In seguito all’emanazione dei decreti legge numero 9/2020 e 18/2020, la validità di tutti i permessi di soggiorno con scadenza tra il 31 gennaio e il 15 aprile è stata prorogata fino al 15 giugno; fino al 15 aprile sono sospesi i termini per la conclusione dei procedimenti relativi ai permessi di soggiorno, quali rilascio dei titoli, rinnovi, e così via; è sospeso dal 9 marzo al 15 aprile il decorso dei termini per i procedimenti relativi ai ricorsi avverso gli esiti negativi delle richieste di protezione internazionale.

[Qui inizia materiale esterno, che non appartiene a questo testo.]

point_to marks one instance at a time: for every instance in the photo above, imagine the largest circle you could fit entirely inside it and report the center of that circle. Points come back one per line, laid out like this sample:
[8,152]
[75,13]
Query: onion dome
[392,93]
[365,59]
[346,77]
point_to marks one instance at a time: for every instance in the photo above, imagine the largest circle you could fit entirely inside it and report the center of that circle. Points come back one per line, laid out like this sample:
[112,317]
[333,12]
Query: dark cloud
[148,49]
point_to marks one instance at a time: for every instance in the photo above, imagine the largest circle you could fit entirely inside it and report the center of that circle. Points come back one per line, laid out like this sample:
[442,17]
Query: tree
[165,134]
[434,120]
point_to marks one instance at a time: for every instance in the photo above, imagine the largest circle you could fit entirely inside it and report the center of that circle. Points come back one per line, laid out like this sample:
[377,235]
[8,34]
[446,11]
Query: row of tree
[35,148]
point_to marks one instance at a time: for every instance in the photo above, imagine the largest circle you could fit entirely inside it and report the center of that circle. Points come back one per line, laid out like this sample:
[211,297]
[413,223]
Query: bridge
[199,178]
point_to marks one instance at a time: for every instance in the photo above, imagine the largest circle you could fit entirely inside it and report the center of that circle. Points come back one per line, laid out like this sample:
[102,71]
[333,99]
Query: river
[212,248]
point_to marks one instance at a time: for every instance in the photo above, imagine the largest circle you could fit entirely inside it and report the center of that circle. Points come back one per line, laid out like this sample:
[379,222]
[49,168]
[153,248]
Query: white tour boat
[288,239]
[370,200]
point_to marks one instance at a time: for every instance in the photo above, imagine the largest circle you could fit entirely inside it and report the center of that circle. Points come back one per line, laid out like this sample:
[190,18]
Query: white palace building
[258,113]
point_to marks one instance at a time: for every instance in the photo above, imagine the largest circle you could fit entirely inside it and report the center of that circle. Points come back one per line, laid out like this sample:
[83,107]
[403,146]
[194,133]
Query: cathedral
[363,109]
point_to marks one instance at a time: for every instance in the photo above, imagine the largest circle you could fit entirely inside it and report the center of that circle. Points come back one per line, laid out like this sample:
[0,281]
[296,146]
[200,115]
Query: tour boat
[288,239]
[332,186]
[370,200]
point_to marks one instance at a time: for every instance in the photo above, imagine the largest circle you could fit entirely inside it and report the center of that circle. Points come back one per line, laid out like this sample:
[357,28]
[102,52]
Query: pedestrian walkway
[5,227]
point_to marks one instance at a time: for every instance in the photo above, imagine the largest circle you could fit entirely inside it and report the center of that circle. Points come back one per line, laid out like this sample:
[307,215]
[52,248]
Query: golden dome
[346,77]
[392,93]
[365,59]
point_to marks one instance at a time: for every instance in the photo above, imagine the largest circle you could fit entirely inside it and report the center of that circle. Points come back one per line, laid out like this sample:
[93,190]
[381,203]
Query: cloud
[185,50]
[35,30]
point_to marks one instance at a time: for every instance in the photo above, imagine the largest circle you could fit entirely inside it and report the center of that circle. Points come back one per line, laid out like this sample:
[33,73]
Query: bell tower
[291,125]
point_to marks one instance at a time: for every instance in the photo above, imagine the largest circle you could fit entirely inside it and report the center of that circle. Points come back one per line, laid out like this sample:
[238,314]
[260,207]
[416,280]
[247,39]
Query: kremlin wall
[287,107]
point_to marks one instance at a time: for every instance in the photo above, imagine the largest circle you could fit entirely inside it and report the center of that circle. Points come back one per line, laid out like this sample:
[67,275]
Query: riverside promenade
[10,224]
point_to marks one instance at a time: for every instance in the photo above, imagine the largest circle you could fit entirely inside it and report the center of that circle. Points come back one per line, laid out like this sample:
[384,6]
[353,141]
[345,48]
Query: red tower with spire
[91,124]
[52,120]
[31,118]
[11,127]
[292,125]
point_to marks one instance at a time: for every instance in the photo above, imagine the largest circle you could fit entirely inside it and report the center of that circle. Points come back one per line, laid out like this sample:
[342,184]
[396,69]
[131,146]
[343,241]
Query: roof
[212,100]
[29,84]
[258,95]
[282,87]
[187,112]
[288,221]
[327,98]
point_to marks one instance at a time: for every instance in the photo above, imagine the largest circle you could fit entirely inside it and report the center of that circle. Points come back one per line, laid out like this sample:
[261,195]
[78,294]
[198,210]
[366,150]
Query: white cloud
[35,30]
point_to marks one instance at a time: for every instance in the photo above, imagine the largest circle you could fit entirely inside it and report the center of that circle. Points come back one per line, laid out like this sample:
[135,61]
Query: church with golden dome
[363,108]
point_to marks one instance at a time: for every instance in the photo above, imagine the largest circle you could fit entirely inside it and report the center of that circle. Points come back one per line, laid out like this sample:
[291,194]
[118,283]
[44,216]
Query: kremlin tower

Sono inoltre sospese le audizioni delle e dei richiedenti asilo presso le commissioni territoriali, sospese le udienze presso i tribunali ordinari fino al 15 aprile. Ottusamente, tra i procedimenti esclusi dalla sospensione dei termini troviamo i procedimenti di espulsione, trattenimento e allontanamento.
Il ritmo inesorabile delle scadenze e delle conversioni dei titoli, o del pagamento dei bollettini postali e delle marche da bollo, che segna la precarietà giuridica, materiale e esistenziale di coloro la cui regolarità sul territorio è legata al permesso di soggiorno, si interrompe. Per quel che riguarda i procedimenti di richiesta asilo ancora pendenti, tutto ciò non cambia lo stato di sospensione, anche questa giuridica, materiale e esistenziale, vissuto da chi attende l’esito della procedura da due, tre, e ancora più anni. La pandemia in corso accentua le perversioni di questo sistema, come scrivono su questo numero degli Asini Luigi Monti e Fausto Stocco. La Covid-19 deve portare a ripensare strutturalmente le politiche in materia di immigrazione e a istituire un permesso di soggiorno che permetta alla popolazione migrante di poter risiedere e lavorare regolarmente in Italia. Se per la tenuta di una comunità si sta dimostrando necessario l’accesso a un welfare universale e non gerarchizzato, lo stesso deve essere per il diritto di soggiorno che, oltre alla cura e al lavoro, è anche un diritto alla mobilità.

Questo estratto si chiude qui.